Secondly, it could be interpreted or used derogatively or mockingly more or less against God the Creator. And I have actually had that impression from various posts from various people on CAF quoting Pope Francis.

Thirdly, the sentence here from Pope Francis gives the impression that the inspired sacred writers of the Bible were mere simpletons more or less and by extension God himself in a sense, the principle author of the Bible. Ironically, we believe according to the catholic faith that God is, indeed, supremely one and supremely simple. Also, this impression of ‘simpleton’ would involve the entire catholic faithful, the hierarchy, the fathers, doctors, saints of the church and laity including other christian denominations such as the protestants and orthodox until very recent times most notably since after the publication of Humani Generis by Pope Pius XII in 1950.

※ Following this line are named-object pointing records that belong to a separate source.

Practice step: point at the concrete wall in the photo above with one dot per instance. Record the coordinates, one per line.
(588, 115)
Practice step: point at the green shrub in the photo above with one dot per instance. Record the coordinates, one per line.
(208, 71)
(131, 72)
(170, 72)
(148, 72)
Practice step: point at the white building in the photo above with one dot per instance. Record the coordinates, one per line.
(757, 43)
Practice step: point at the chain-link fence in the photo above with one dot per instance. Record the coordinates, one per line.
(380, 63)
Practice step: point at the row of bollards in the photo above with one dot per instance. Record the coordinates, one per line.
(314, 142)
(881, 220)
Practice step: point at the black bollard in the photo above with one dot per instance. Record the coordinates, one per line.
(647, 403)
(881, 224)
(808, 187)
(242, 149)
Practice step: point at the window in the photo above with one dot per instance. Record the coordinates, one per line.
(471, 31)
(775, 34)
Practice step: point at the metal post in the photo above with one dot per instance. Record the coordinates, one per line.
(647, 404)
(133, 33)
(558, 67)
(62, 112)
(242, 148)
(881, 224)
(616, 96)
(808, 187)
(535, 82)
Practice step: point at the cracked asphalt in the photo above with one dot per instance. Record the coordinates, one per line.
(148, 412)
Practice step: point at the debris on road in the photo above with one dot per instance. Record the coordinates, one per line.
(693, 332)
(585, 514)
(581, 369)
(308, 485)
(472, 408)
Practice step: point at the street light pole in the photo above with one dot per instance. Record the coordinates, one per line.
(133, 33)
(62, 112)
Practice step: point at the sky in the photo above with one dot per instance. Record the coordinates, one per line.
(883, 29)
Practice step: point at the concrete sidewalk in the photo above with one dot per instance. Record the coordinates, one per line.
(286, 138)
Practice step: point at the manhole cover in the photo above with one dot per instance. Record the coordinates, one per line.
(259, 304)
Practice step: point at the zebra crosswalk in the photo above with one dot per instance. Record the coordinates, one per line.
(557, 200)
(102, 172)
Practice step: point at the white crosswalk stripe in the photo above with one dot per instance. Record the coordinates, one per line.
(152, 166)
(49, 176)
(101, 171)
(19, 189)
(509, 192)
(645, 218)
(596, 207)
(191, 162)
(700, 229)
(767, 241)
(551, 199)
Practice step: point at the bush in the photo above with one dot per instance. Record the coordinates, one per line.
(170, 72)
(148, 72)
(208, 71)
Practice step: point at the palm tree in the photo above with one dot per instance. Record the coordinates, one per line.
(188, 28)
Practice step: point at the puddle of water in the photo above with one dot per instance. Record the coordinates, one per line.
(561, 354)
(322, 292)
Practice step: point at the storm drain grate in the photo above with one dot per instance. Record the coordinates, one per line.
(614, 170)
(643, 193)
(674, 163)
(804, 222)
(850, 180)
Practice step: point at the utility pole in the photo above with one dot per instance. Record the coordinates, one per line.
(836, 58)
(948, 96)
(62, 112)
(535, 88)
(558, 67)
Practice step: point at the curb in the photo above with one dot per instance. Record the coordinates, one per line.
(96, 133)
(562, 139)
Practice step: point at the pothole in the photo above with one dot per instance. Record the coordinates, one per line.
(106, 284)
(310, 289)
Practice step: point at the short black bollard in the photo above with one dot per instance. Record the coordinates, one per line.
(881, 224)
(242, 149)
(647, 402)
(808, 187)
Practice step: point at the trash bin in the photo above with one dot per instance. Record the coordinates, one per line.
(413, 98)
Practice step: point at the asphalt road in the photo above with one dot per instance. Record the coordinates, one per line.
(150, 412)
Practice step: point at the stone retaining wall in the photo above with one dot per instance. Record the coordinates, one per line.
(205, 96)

Fourthly, we believe the entire angelic world and each angel in particular were all created simultaneously and instantaneously out of nothing by God in the beginning of time. The Vatican Council I quotes the Lateran Council IV (1215):
God “…who by his own omnipotent power at once from the beginning of time created each creature from nothing, spiritual, and corporeal, namely, angelic and mundane, and finally the human, constituted as it were, alike of the spirit and the body.”

The scripture reads “Thousands upon thousands ministered to Him, and ten thousand times a hundred thousand stood before Him” (Daniel 7:10). Upon quoting this passage of scripture and addressing the question whether the angels exist in any great number, St Thomas Aquinas states “Hence it must be said that the angels, even inasmuch they are immaterial substances, exist in exceeding great number, far beyond all material multitude. This is what Dionysius says: There are many blessed armies of the heavenly intelligences, surpassing the weak and limited reckoning of our material numbers” (ST, Pt. I, Q. 50, art.3).